The site at which oxygen binds to both hemoglobin and myoglobin is the heme shown in the figure below.

At the center of the heme is an Fe(II) atom. Four of the six coordination sites around this atom are occupied by nitrogen atoms from a planar porphyrin ring. The fifth coordination site is occupied by a nitrogen atom from a histidine side chain on one of the amino acids in the protein. The last coordination site is available to bind an O2 molecule. The heme is therefore the oxygen-carrying portion of the hemoglobin and myoglobin molecules. This raises the question: What is the function of the globular protein or "globin" portion of these molecules?

The structure of myoglobin suggests that the oxygen-carrying heme group is buried inside the protein portion of this molecule, which keeps pairs of hemes group from coming too close together. This is important, because these proteins need to bind O2 reversibly and the Fe(II) heme, by itself, cannot do this. When there is no globin to protect the heme, it reacts with oxygen to form an oxidized Fe(III) atom instead of an Fe(II)-O2 complex.

Hemoglobin consists of four protein chains, each about the size of a myoglobin molecule, which fold to give a structure that looks very similar to myoglobin. Thus, hemoglobin has four separate heme groups that can bind a molecule of O2. Even though the distance between the iron atoms of adjacent hemes in hemoglobin is very large-- between 250 and 370 nm -- the act of binding an O2 molecule at one of the four hemes in hemoglobin leads to a significant increase in the affinity for O2 binding at the other hemes.

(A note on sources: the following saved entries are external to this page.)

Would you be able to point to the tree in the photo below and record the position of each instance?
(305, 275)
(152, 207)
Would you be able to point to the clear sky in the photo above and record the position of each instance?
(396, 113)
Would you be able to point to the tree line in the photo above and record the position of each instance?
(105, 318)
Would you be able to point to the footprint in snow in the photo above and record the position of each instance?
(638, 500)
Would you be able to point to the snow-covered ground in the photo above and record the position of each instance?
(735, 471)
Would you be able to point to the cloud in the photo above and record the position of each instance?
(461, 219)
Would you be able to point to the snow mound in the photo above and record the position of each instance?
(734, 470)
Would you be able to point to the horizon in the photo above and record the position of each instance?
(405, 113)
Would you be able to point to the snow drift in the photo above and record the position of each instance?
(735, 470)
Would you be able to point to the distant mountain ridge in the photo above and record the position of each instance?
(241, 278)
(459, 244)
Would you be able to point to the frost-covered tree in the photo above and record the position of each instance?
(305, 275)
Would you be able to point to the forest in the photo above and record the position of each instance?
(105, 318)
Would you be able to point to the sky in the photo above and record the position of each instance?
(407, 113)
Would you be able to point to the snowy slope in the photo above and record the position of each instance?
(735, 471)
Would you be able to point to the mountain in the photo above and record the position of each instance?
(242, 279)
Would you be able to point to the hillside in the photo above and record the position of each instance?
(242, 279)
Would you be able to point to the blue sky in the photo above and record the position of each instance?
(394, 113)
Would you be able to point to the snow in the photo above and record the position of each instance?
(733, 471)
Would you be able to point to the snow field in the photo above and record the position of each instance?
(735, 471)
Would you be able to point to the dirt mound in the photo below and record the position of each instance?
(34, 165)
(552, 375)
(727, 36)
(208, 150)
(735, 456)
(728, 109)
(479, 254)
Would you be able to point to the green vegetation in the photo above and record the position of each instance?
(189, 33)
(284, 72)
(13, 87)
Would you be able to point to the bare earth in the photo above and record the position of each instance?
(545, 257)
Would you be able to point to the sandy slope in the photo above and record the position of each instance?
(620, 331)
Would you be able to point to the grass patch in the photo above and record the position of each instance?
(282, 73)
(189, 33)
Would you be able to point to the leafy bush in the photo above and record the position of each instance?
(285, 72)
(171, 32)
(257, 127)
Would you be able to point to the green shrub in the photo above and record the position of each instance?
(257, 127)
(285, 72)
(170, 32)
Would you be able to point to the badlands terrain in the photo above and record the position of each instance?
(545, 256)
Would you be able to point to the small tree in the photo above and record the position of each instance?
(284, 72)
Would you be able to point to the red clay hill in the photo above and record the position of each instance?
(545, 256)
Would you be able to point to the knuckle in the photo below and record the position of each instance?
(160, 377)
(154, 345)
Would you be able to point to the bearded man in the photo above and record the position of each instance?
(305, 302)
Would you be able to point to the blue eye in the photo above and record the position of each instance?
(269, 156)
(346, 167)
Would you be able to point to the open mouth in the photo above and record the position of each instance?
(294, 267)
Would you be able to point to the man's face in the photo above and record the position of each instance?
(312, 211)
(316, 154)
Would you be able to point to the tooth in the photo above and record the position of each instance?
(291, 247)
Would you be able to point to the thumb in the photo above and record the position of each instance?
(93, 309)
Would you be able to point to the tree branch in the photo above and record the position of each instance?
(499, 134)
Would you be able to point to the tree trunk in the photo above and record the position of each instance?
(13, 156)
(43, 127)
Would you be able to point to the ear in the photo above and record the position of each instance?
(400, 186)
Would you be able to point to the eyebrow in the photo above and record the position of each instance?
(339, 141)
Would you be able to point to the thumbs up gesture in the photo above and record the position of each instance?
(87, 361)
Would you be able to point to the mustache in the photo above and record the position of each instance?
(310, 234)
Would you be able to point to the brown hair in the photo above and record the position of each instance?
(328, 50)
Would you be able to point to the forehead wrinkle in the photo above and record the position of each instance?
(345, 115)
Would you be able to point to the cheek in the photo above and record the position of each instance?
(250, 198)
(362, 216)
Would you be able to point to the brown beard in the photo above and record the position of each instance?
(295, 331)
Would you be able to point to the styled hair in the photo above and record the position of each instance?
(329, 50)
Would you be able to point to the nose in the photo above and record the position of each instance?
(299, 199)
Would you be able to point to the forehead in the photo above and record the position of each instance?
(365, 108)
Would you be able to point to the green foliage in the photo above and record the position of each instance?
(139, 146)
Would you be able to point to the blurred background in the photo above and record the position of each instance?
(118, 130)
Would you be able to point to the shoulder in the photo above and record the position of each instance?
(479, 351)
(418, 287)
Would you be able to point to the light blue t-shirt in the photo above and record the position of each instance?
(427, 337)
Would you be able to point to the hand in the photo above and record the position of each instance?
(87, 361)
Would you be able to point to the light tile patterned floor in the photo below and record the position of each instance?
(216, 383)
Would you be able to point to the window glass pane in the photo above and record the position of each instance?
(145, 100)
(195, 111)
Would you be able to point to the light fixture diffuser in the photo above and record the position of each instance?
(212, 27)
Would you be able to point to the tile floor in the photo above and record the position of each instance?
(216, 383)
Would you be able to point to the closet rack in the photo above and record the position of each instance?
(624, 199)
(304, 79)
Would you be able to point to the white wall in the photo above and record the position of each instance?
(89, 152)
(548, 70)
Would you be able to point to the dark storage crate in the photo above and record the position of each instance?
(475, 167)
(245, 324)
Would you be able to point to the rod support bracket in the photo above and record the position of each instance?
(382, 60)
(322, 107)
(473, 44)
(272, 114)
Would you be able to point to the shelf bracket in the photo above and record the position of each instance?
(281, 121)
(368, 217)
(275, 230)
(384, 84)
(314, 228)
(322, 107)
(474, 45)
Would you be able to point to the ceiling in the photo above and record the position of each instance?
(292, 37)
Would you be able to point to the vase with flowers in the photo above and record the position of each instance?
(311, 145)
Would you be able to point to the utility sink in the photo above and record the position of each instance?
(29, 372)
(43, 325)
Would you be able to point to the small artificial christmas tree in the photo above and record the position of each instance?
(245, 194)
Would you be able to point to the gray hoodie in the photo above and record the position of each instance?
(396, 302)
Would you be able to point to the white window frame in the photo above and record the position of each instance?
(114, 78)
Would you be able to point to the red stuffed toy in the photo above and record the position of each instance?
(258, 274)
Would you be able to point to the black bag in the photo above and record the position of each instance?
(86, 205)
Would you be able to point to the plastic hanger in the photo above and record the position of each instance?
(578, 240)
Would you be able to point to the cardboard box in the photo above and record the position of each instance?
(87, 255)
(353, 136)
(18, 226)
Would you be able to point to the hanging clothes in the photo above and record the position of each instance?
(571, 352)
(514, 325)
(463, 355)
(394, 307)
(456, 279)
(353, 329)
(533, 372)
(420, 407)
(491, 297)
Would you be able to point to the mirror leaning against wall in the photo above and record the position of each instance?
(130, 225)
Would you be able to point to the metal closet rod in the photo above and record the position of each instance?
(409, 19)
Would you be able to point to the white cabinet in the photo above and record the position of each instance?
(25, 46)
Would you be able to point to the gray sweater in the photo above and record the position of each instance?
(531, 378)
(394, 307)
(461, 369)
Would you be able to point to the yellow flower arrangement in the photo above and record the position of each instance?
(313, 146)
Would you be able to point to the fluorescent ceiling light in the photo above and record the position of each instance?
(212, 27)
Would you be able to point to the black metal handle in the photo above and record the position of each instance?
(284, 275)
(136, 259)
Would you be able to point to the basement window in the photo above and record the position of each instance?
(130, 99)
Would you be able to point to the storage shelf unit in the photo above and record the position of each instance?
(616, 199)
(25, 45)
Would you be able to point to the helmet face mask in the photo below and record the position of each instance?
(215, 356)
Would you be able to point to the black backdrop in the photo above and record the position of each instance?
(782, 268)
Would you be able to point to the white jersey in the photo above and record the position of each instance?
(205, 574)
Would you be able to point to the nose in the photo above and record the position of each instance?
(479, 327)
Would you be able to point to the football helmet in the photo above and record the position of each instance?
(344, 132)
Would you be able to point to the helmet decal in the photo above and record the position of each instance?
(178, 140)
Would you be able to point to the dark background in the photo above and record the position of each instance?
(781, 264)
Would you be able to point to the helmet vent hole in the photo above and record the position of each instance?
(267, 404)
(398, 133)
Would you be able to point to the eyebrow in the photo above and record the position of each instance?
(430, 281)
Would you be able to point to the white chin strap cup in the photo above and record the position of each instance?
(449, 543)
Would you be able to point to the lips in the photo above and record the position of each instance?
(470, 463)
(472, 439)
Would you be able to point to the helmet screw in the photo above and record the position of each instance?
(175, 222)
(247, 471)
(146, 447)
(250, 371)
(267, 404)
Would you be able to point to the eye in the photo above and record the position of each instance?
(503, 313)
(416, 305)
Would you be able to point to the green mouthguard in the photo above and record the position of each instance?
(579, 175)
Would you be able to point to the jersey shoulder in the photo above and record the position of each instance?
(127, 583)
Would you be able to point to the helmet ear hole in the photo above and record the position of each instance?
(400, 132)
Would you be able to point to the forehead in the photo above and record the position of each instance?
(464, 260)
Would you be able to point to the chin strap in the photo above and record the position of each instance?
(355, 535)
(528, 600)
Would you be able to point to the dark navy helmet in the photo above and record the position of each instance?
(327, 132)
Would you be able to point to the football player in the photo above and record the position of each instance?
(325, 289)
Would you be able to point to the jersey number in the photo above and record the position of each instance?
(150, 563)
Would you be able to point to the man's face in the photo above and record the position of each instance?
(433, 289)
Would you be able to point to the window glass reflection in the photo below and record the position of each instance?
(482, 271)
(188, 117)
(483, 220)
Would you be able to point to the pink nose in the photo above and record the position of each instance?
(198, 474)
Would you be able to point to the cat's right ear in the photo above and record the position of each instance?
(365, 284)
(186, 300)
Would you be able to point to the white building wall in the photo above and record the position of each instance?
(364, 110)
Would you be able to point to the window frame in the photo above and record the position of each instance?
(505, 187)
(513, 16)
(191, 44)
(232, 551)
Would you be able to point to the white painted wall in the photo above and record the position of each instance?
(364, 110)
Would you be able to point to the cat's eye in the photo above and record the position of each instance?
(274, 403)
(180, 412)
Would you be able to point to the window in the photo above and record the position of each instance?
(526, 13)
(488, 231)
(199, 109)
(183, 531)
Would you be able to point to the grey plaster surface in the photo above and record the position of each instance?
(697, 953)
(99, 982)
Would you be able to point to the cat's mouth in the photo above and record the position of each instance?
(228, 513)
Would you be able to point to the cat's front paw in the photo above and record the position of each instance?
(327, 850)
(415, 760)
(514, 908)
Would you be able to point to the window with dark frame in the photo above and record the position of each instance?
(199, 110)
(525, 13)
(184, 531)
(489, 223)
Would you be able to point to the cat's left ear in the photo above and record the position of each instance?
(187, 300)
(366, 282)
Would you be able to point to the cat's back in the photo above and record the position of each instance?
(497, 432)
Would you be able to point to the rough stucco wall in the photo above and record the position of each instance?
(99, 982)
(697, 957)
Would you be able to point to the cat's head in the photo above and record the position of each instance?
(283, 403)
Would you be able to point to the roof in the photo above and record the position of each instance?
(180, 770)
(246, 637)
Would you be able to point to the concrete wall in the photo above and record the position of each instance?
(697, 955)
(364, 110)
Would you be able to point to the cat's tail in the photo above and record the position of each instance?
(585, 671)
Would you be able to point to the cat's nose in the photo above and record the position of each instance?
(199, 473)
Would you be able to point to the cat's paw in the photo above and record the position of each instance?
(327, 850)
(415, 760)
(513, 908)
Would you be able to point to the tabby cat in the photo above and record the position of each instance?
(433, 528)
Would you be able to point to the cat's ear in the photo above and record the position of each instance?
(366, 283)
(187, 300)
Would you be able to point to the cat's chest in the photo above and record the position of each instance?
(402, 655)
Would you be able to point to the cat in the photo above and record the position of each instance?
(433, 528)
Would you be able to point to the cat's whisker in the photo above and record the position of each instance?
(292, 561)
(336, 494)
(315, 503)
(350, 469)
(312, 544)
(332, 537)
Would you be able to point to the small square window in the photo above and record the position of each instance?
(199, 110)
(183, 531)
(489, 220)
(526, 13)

This cooperative interaction between different binding sites makes hemoglobin an unusually good oxygen-transport protein because it enables the molecule to pick up as much oxygen as possible once the partial pressure of this gas reaches a particular threshold level, and then give off as much oxygen as possible when the partial pressure of O2 drops significantly below this threshold level. The hemes are much too far apart to interact directly. But, changes that occur in the structure of the globin that surrounds a heme when it picks up an O2 molecule are mechanically transmitted to the other globins in this protein. These changes carry the signal that facilitates the gain or loss of an O2 molecule by the other hemes.

Drawings of the structures of proteins often convey the impression of a fixed, rigid structure, in which the side-chains of individual amino acid residues are locked into position. Nothing could be further from the truth. The changes that occur in the structure of hemoglobin when oxygen binds to the hemes are so large that crystals of deoxygenated hemoglobin shatter when exposed to oxygen. Further evidence for the flexibility of proteins can be obtained by noting that there is no path in the crystal structures of myoglobin and hemoglobin along which an O2 molecule can travel to reach the heme group. The fact that these proteins reversibly bind oxygen suggests that they must undergo simple changes in their conformation --changes that have been called breathing motions.-- that open up and then close down the pathway along which an O2 molecule travels as it enters the protein. Computer simulations of the motion within proteins suggests that the interior of a protein has a significant "fluidity," with groups moving within the protein by as much as 20 nm.